Annual herb; stems ascending or prostrate, to 30 cm long, with nodal tufts of hairs. Leaves alternate; blade fleshy, terete or linear-cylindrical, 5-30 x 1-3 mm, obtuse, acute or acuminate at apex. Inflorescence a terminal cluster of 1-3 flowers, surrounded by long (2-3 mm) white or brownish hairs, and an involucre of 6-9(-12) leaves. Flowers to ca. 2.5 cm wide, often double (in horticulture); sepals unequal, deltoid-ovate, 6-10 x 6-8 mm, acute at apex; petals obovate, 1.5-2.5 x 1.5-2.5 cm, sometimes apically notched, whitish (wild), pink, salmon, purple, red or yellow, sometimes striped; stamens numerous, filaments filiform, to 7 mm long, anthers red, ca. 0.8 mm long; style to 1 cm long, stigmas ca. 10 through rebranching of style. Fruit conical, broadly ellipsoid or subglobose, 4-5 x 3-4.5 mm, circumscissile slightly below middle; seeds grey, tuberculate, metallic-iridescent.

Distribution

Argentina present, French Guiana present, Guianas present, Guyana present, Southern America: Uruguay (Uruguay present), Suriname present
Argentina, Uruguay; large- and double-flowered forms are grown as ornamentals at the Botanic Gardens, Georgetown, Guyana, at the Esther Stichting near Paramaribo, and elsewhere (Ostendorf, 1962) in Suriname, and at the Jardin Botanique, Cayenne, French Guiana (DeFilipps, 1992); 15 collections studied, 3 from the Guianas (GU: 1; FG: 2).

Common Name

English (French Guiana): chevalier de onze heures; English (Suriname): portulak, tienuursklokje

Notes

Portulaca grandiflora Hook. occurs as a native plant in Argentina and Uruguay, and it also has been horticulturally improved into large-petaled, double-flowered cultivars with various flower colors.
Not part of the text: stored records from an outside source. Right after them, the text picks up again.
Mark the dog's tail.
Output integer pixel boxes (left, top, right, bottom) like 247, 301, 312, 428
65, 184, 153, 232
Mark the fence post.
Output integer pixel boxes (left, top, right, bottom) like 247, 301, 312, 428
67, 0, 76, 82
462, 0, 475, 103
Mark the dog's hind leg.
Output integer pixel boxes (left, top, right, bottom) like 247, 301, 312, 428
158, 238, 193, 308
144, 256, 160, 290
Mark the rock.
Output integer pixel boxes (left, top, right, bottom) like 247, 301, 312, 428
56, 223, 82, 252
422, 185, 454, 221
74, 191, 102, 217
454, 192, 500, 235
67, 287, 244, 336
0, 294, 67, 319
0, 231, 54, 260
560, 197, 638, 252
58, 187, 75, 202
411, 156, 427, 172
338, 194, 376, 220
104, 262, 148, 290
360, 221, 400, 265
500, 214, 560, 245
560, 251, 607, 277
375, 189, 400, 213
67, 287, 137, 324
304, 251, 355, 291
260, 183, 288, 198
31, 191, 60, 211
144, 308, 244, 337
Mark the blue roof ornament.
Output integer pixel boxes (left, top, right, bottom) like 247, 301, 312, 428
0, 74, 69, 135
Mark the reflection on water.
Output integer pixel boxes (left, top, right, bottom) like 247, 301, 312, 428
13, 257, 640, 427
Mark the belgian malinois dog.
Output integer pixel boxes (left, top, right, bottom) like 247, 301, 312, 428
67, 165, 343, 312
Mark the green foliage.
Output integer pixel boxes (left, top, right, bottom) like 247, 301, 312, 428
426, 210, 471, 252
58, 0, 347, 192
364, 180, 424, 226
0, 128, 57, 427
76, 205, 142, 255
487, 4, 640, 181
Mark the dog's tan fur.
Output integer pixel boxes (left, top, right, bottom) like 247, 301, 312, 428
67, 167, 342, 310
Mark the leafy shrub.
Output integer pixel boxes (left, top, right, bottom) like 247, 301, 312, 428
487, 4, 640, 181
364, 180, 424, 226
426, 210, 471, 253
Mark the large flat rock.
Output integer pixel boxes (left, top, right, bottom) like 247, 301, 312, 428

French Guianan herbarium specimens seem to resemble or represent two entities: 1) the var. immersostellulata (Poelln.) D. Legrand, which is grown in gardens [e.g., Prévost 1325 from French Guiana]; and 2) the wild var. grandiflora f. depressa (D. Legrand) D. Legrand, which differs from immersostellulata by seed-coat ornamentation characters, and is cited from Argentina by Legrand (1962); it resembles a robust P. pilosa with linear leaves.